Mrs. Cohen, with over 40 years of experience, is the Chairmanof FinTech III. Mrs. Cohen is also a founder, and from September 2000 through December 2014 served as the Chief Executive Officer, of Bancorp (Nasdaq: TBBK), a financial holding company with approximately $5.5 billion of total assets as of March 31, 2020, whose principal subsidiary is The Bancorp Bank, a bank that provides a wide range of commercial and retail banking products and services to both regional and national markets. Bancorp’s customers access its banking services through its website and obtain cash withdrawals from automated teller machines. Bancorp provides affinity banking services to members and employees of organizations or businesses under the name of and through the website of such organization or business, and has developed extensive systems for processing debit and credit card transactions and providing prepaid, or stored value, card services. Mrs. Cohen also served as the Chairman of the Board of Directors of FinTech I until the Fintech I Acquisition and, following the FinTech I Acquisition, continued to serve on the FinTech I board of directors until 2016. Mrs. Cohen served as the Chairman of the Board of Directors of Fintech II from 2017 to 2018 until the Fintech II acquisition. Mrs. Cohen is also a founder of RAIT Financial Trust, formerly a publicly traded real estate investment trust, and was its Chairman until December 2010 and its Chief Executive Officer until December 2006. She was also the founder and Chief Executive Officer of JeffBanks, a publicly traded bank holding company, and its subsidiary banks from 1974 until the sale of JeffBanks to Hudson United Bancorp in December 1999.

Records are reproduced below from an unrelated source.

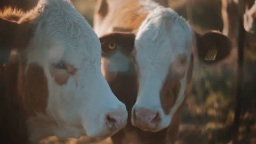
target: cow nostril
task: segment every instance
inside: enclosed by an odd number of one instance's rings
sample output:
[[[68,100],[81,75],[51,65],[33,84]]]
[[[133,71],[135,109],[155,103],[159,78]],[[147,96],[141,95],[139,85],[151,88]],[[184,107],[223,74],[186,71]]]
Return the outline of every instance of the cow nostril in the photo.
[[[160,115],[159,114],[159,113],[157,112],[156,113],[156,116],[152,119],[151,123],[157,123],[161,121],[161,118],[160,117]]]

​​Mr. Gilbert brings over 20 years of global financial services expertise as an entrepreneur, angel investor, venture investor, and advisor spanning payments, remittances, credit, insurance, and compliance. His most notable public company exits include Square and Eventbrite. Mr. Gilbert is a General Partner at Propel Venture Partners, a $250 million venture capital fund backed by BBVA Group. He currently represents Propel Venture Partners on the boards of Guideline, Ease, Steady, Charlie Finance, and Grabango. Mr. Gilbert serves as the executive chairman of SmartBizLoans, a small business lending marketplace that he co-founded as an entrepreneur-in-residence at Venrock. Mr. Gilbert is an independent director of bKash, Bangladesh’s largest remittance and mobile banking platform, a director of River City Bank, a $2.5 billion community bank based in Sacramento, CA, and a director of The Reserve Trust Company, a non-depository Colorado chartered Trust Company backed by QED Investors. He was previously co-founder and CEO of real estate payments company PropertyBridge (acquired by MoneyGram International).

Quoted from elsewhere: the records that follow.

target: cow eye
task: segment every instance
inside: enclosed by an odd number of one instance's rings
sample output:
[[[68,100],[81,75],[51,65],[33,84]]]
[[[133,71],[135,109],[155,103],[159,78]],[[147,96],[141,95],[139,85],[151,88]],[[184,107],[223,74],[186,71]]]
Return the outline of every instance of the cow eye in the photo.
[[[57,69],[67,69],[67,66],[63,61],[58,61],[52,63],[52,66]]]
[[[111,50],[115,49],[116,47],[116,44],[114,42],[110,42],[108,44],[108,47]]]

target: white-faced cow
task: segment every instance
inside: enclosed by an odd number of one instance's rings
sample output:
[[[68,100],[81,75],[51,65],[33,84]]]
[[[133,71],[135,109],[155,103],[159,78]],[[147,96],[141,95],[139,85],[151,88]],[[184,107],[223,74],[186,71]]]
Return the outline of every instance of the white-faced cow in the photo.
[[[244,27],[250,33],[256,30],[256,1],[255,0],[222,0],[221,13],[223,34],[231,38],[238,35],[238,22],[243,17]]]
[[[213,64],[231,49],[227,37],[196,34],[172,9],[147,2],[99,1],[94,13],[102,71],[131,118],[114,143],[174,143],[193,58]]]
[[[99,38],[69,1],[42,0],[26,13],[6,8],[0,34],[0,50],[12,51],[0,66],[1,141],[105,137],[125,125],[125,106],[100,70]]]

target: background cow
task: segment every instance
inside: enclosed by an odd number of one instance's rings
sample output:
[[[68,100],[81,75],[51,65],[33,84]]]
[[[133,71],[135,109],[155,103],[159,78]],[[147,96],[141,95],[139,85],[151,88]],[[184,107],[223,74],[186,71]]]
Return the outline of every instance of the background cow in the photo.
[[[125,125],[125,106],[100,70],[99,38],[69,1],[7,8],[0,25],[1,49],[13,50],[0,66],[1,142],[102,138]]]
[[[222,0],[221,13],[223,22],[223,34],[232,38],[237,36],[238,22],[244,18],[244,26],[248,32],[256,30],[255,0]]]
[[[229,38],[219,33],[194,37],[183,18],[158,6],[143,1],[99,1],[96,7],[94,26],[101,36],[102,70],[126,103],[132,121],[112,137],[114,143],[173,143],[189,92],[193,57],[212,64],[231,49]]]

​​Mr Patel is a Managing Director of the Asset Management Group of Cohen & Co. and was active in all aspects of the initial public offering and business combination process of FinTech I and FinTech II, including origination, due diligence and execution. He served as a director, Chairman of the Audit Committee and member of the Compensation Committee of FinTech I and FinTech II. Mr. Patel also serves as an advisor to FinServ Acquisition Corp. (Nasdaq: FNSV), or FinServ, a blank check company which raised $250.0 million in its initial public offering in November 2019. FinServ has not yet identified a company with which it intends to pursue a business combination.